As Parker has worked through his extensive fix-it list, he’s recruited other veterans to help him. The student-veterans he hires share his desire to solve perplexing technical problems that plague the military.

A job is not enough. A job that any knucklehead could do is a total waste of what we have invested in these young people.

“In many ways my laboratory gives some of these veterans an opportunity to bring the innovative ideas that they had on the battlefield back to the laboratory and do something, so they have some freedom," he said. "They tell me, 'Hey, I’ve got something that really pissed me off while I was in Iraq, or pissed me off while I was in Afghanistan or the Horn of Africa or the Philippines.' And I’ll say, 'Hey, get in the lab and do it!'"

One veteran whom Parker told to get in the lab is Josh Goss. He's served two tours in Iraq and now runs Parker's Harvard lab. As Goss gives me a tour, he explains work they're doing on a camouflage problem he encountered during those Iraq deployments.

“As a marine they gave me two sets of uniforms, one green and one tan, to try to match our general environment, so that we would be fighting in the desert or the woodland areas, and it turns out in the desert we would do patrols on the Euphrates River, or we’d be on an island near the Euphrates, and it’s lush and green and we’re wearing bright tan,” Goss said.

But what if that bright, tan uniform could transform to match that lush, green island?

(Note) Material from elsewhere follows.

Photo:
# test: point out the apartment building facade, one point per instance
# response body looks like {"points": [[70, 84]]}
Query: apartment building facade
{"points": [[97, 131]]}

To figure out how uniforms could change color, Goss and the team have been studying marine animals like the cuttlefish and the squid, which are masters of camouflage.

“We were looking at the cuttlefish and it has the ability to control the coloration of its skin," Goss said. "The skin is made of multiple layers, it has this reflective background and then there’s these little sacs of pigment that are full of different pigment granules. And then they have muscles that stretch the sacs out. So if it wants to be more brown, it stretches out all the brown pigment sacs.”

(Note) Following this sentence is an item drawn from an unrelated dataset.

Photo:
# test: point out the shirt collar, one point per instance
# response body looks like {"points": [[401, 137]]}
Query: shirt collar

Inspired by the cuttlefish, one approach Goss and the team is exploring, would involve embedding pigment sacs into nanofibers they create in the lab. The tiny fibers could then be worked into a fabric that the wearer could manipulate to change color.

In Parker’s lab, inspiration often comes from unusual places.

As our tour moves on to another room in the lab, Goss shows me a children’s cotton candy maker that he’s tucked away on a top shelf.

"This is probably the best $50 that I’ve ever spent at Target," Goss said.

Goss explains that the toy was the inspiration behind a machine the team has created in the lab to make their nanofibers.

"It’s also not the first time that I’ve purchased scientific equipment from a local store,” he said. 

In addition to research, this lab brings veterans together to share their common experiences most of us will never know.

“This lab sort of has a parallel feeling to the military and how the military is run,” said Ian Perkins, who was deployed to Iraq three times.

"For instance, my first summer here, we had a cleaning inspection. And that’s something that is more done in the military. I don’t know if your boss would ever come into the office and start wiping his fingers down on every flat surface. But that’s something we do here.”

Perkins and Goss came to Parker’s lab through a summer internship program at Harvard. For the past year, Goss has mentored Perkins and supported him as he’s transitioned from Bunker Hill Community College to Northeastern University. It's that connection between veterans that Parker wants to nurture.

"A job is not enough," Parker said. "A job that any knucklehead could do is a total waste of what we’ve invested in these young people."

So Parker wants the U.S. to develop a national plan to help returning veterans from the wars in Iraq and Afghanistan. It's in these veterans that he sees the next generation of leaders.